While many employers offer auto-enrolment contributions above the minimum rate, the workers that benefit are seldom those most in need, according to new research from Nest Insight.

The study, composed of 30 in-depth interviews with UK employers and advisers, as well as a survey of 500 “employer pension decision-makers”, found that the auto-enrolment minimum rate is serving as a “strong default,” with four in 10 employees working for a company offering the 3 per cent minimum to all of its employees, and a further two in 10 working for a company that offered it to some workers.

There have long been calls for auto-enrolment to be expanded to more individuals, and for the minimum rate to be raised. The Association of British Insurers has said the goal should be to raise the auto-enrolment minimum to 12 per cent by 2031, split evenly between employers and employees.

The Pensions and Lifetime Savings Association has recommended a more modest increase to a 5 per cent employer/5 per cent employee split over the next decade. In September, the Work and Pensions Committee called on the government to introduce auto-enrolment reforms next spring, by which point more than five years will have elapsed since the 2017 auto-enrolment review.

Concerns have been raised, however, about the affordability of an increase, especially at a time of economic hardship. Research from Legal & General Investment Management, published in September, suggested that almost seven in 10 (69 per cent) of low earners were unable to afford even the current minimum rate of contributions.

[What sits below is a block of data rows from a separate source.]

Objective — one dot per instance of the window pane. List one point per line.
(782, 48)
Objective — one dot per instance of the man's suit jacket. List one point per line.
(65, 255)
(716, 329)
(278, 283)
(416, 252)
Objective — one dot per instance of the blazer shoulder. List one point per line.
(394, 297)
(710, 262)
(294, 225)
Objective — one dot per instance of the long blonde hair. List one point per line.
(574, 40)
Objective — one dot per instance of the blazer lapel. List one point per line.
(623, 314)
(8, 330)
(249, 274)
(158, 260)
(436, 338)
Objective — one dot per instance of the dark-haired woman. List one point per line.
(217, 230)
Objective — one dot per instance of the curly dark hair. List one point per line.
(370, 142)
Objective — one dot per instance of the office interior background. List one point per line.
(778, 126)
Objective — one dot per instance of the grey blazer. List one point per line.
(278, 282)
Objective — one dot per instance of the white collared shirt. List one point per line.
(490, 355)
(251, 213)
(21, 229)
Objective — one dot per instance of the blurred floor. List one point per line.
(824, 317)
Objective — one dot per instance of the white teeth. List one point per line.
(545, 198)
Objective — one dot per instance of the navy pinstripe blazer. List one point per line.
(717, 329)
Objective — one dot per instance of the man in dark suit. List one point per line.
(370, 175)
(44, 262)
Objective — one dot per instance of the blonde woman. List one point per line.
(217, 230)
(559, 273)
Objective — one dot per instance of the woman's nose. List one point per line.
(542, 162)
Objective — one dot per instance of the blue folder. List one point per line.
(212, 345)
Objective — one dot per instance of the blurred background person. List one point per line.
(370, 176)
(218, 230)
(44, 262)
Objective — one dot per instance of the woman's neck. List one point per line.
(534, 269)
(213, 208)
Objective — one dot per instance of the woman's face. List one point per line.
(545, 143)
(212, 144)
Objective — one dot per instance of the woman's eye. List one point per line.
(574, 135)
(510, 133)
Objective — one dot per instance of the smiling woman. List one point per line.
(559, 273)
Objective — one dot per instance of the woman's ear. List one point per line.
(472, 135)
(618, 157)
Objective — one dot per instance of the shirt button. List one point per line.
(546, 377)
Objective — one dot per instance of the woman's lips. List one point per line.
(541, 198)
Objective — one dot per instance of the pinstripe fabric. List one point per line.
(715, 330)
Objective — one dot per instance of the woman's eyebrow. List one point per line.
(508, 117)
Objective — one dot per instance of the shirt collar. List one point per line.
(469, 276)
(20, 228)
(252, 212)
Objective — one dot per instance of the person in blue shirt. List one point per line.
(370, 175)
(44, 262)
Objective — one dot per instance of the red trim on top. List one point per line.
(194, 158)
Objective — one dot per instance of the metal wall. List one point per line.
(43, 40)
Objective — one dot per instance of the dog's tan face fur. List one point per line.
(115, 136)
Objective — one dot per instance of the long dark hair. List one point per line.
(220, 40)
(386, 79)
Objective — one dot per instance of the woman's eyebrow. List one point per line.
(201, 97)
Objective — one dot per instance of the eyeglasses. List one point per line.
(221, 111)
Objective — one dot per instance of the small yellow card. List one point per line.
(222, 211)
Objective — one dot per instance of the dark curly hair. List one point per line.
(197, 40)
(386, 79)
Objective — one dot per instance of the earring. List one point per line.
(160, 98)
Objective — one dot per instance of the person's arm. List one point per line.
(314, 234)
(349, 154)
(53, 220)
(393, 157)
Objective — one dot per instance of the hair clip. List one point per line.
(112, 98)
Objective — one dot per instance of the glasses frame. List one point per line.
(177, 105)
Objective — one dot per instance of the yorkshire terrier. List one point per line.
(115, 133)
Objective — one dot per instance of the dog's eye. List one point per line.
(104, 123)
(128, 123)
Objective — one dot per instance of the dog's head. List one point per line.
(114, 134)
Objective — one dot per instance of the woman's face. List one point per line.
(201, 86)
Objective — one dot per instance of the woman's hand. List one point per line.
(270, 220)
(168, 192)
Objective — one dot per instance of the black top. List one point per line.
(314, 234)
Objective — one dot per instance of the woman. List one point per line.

Of the companies responding to Nest Insight’s research, 51 per cent of those offering the minimum rate to all employees said they could not afford to contribute more than the minimum rate, while more than a quarter (26 per cent) said they were prioritising base salaries.

However, the research also found a number of companies that simply treated the 3 per cent minimum as the default rate. 

Nearly a third said they believed this figure to be the amount recommended by the government, while a fifth said they were going by the default settings in their payroll software or pension provider setup.

Additionally, one in 20 said they were unaware it was possible to contribute more than the 3 per cent minimum.

Just 6 per cent of employers offering more than the minimum rate said the levels set were driven by considerations with retirement adequacy.

Nest Insight’s director of research and innovation, Jo Phillips, said: “Auto-enrolment was a huge undertaking for many employers — it’s a great achievement and a good equalisation story. As we look to the future, the focus is now on how to support employees to save enough to achieve financial security in retirement.”